I am really into reading the cards with a jewish subtext, inserting Talmud and Kabalah conections when I do it.

Also I am starting my MA and my research is about Tarot as a form of intersemiotic translation, relating it to the mystical conditions of language in the works of Walter Benjamin and Gershom Scholem - as well as how this can make Tarot reading something revolutionary, at least in the realm of language and ideas.

Hi and welcome! This sounds fascinating. The old woodcut decks seem to be intentionally tied to Jewish thought - even the pose of Le Bateleur looks like the Hebrew letter Aleph.

Posted
1 hour ago, Marigold said:

Rivka, which version is it this cheap and not very nice version of the TdM you have ?

 

I'd love to hear more about the Talmud connections you make if you feel like sharing one day. This sounds fascinating. Like if you make a special thread about this it would be wonderful.

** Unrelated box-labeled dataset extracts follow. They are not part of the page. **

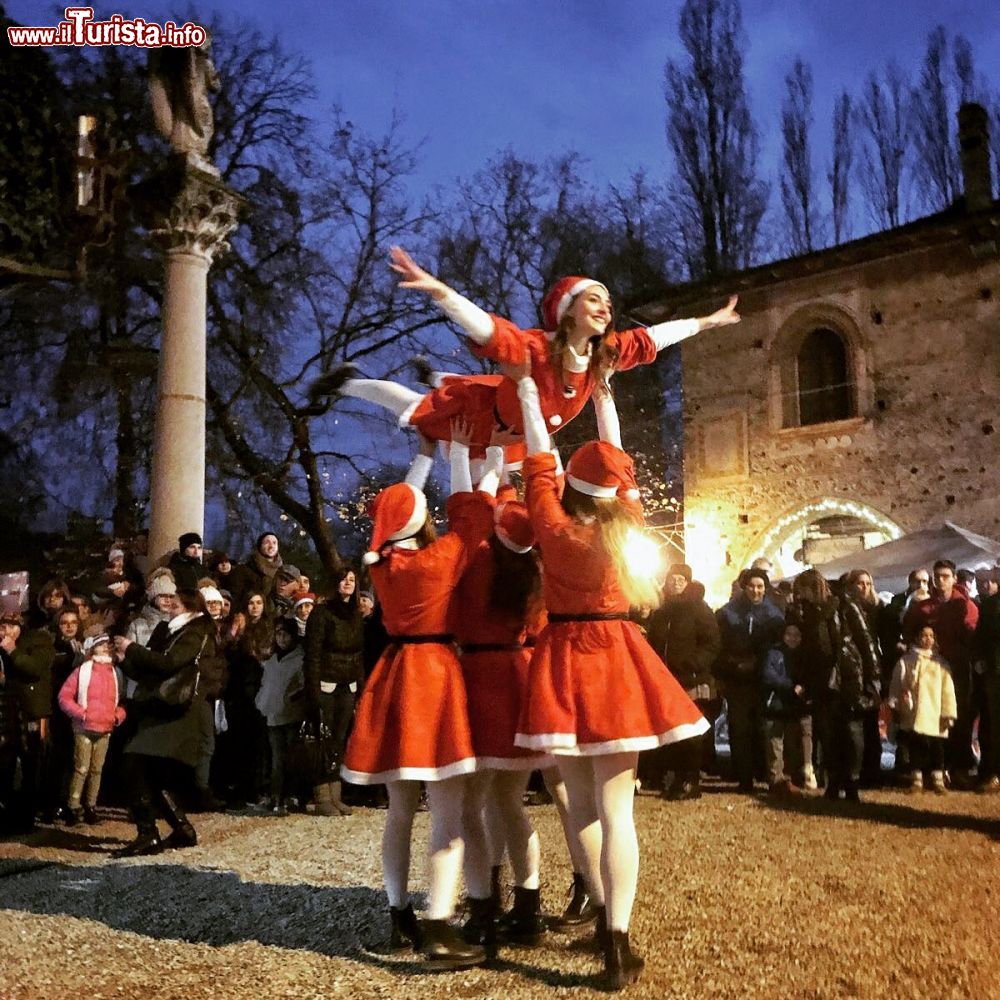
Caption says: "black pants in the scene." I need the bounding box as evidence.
[122,753,194,833]
[319,684,354,781]
[815,701,864,788]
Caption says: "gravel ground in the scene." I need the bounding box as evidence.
[0,790,1000,1000]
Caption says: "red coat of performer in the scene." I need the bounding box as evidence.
[312,247,740,461]
[342,483,493,785]
[508,442,708,755]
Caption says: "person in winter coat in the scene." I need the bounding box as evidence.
[167,531,205,590]
[975,567,1000,793]
[312,247,740,461]
[125,566,177,646]
[2,627,60,830]
[889,625,957,795]
[229,531,284,608]
[760,624,816,796]
[115,590,215,857]
[59,635,125,826]
[646,563,722,801]
[786,569,841,791]
[903,559,979,788]
[715,569,785,792]
[344,423,493,969]
[255,618,305,816]
[304,566,364,816]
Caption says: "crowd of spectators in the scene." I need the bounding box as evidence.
[0,532,1000,833]
[644,559,1000,801]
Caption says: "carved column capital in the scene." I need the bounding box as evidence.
[151,162,243,266]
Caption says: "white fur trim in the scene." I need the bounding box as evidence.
[514,719,710,757]
[386,483,427,542]
[556,278,611,323]
[566,472,618,499]
[476,753,556,771]
[340,757,476,785]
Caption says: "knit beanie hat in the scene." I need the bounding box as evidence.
[146,567,177,601]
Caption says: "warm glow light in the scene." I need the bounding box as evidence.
[623,528,664,580]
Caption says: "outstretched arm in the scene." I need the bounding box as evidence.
[448,417,472,496]
[389,247,493,344]
[591,382,622,448]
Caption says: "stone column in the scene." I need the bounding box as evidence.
[149,165,240,562]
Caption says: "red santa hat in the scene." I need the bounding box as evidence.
[493,500,535,554]
[361,483,427,566]
[542,274,610,330]
[566,441,635,499]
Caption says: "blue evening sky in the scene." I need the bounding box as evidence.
[7,0,1000,198]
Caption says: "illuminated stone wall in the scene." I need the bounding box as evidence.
[668,238,1000,604]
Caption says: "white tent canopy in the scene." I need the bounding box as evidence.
[816,521,1000,594]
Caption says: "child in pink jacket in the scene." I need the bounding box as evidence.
[59,635,125,826]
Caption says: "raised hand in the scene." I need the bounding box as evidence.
[389,247,448,299]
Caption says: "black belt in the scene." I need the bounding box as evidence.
[389,632,455,646]
[549,611,629,625]
[461,642,524,655]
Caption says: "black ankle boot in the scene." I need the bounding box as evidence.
[490,865,503,915]
[604,931,646,990]
[421,920,486,971]
[462,896,497,958]
[114,826,163,858]
[389,903,424,955]
[549,872,597,931]
[497,886,547,947]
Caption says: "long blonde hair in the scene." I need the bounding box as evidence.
[562,483,663,608]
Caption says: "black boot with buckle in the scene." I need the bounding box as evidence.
[549,872,597,931]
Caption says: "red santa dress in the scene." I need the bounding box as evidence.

Hello and thanks everyone!

 

My version of TdM is one published in Brazil which takes on the Grimaud edition, but with a low printing quality (the nice part? It didn't cost me 10 USD). I am expecting a Jodorowsky-Camoin to arrive via BookDepository (but I guess only in 2020) and I am planning to get a facsimile version of some other TdM, still haven't decided though.

 

About the Talmud: I have just began doing this, but one example is The Wheel of Fortune and session Shabbat 151b: 

 

R. Hiyya said to his wife: When a poor man comes, be quick to offer him bread, so that others may be quick to offer it to your children. You curse them! she exclaimed. A verse is written, he replied: 'because that for [bi-gelal] this thing', whereon the School of R. Ishmael taught: It is a wheel that revolves in the world.

 

And from there I go to the Parashat that relates - that is Parashat Ha'azinu... and so it goes.  I shall make posts for each arcane as I organize my thoughts.

 

34 minutes ago, katrinka said:

Hi and welcome! This sounds fascinating. The old woodcut decks seem to be intentionally tied to Jewish thought - even the pose of Le Bateleur looks like the Hebrew letter Aleph.

 

Yes! This is also something! Though most jewish sources usually try to distance themselves from the Tarot, I believe there is something very very jewish about the cards. 

Posted

Welcome Rivka! 😀 I'm sure you'll find a lot of great food for thought here, I've been reading non-stop since yesterday haha...

LoveLightPeace
Posted

Hi and welcome to TT&M @Rivka! So glad that you decided to join us. Looking forward to seeing you around the forum. 🙂 

Posted

Thanks for the welcoming me, everyone!